Osteoarthritis (OA) is characterized by progressive degeneration of articular cartilage, subchondral bone, and other joint tissues, resulting in a major reduction in quality of life and substantial economic costs. Articular cartilage defects are associated with accelerated OA progression and are surprisingly common, with a reported incidence of over 60% in arthroscopically examined painful knees. At least 500,000 cartilage repair procedures are estimated to be performed annually in the United States alone. As lack of lateral cartilage integration is a crucial factor leading to graft complications and failure, approaches including suturing, adhesives, and photothermal tissue welding have been explored to enhance graft integration. Our preliminary studies demonstrate the feasibility of light-activate photochemical cartilage bonding as a potential strategy for rapidly producing durable cartilage-to-cartilage bonding. The goal of this study is to extend this promising preliminary work to develop clinically relevant photochemical bonding protocols for treating articular cartilage defects through a series of evaluations culminating in an in vivo evaluation.
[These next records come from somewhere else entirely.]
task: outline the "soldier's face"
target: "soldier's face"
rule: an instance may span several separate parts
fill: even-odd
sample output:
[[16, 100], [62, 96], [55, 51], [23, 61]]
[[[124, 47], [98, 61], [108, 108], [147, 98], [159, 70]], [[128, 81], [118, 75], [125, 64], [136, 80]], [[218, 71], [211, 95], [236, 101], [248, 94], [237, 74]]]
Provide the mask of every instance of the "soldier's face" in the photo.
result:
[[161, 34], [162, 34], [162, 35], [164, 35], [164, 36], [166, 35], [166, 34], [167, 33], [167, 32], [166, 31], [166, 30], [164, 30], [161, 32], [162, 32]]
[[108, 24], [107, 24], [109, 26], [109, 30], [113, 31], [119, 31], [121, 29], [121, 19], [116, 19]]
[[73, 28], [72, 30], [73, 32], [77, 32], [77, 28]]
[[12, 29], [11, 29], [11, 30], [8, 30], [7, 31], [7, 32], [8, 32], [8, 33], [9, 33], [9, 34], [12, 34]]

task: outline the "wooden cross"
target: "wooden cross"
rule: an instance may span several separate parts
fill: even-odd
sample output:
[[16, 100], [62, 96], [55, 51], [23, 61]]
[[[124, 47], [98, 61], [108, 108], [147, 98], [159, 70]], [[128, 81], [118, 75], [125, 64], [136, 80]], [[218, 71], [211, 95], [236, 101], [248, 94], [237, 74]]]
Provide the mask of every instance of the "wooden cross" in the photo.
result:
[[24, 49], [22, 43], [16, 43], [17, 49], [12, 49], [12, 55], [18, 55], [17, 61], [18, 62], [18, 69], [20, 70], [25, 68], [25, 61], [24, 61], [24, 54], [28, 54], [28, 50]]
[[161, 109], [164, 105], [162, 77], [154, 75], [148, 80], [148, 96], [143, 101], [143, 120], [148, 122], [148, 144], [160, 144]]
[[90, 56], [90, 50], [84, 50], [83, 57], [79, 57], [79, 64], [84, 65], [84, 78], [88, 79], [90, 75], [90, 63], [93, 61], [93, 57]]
Our specific aims are: 1) Benchtop phase: Optimize photosensitizer, surface treatment and exposure conditions to achieve rapid photochemical bonding of articular cartilage;2) In vitro phase: Determine photochemical bond durability and effects of treatment on cell metabolism and extracellular matrix deposition in an in vitro cartilage defect repair model;3) In vivo phase: Determine the effects of photochemical bonding on cartilage integration in vivo in a rabbit osteochondral allograft model. The significance of this work is in the potential to improve outcomes in the growing number of cartilage repair procedures, with potential application to both natural and engineered tissue grafts. The innovation of this work is in the development of a clinically feasibl photochemical bonding approach suitable for treating full thickness cartilage defects and achieving durable lateral integration.
If left untreated, localized cartilage defects due to injury or focal degeneration typically lead to osteoarthritic degradation of the entire joint. One of the challenges facing existing and new approaches to repair or regenerate these defects is the difficulty in achieving stable integration between an implanted graft and the surrounding cartilage. This work aims to develop a photochemical bonding approach suitable for rapid, intraoperative generation of a durable bond between implanted and host cartilage. After a series of laboratory studies to identify suitable treatment parameters to produce durable cartilage-to-cartilage bonding while minimizing cell death and adverse metabolic responses, we will evaluate the effectiveness of the photochemical bonding procedure for adhering transplanted osteochondral (cartilage/bone) grafts in a rabbit osteochondral allograft model.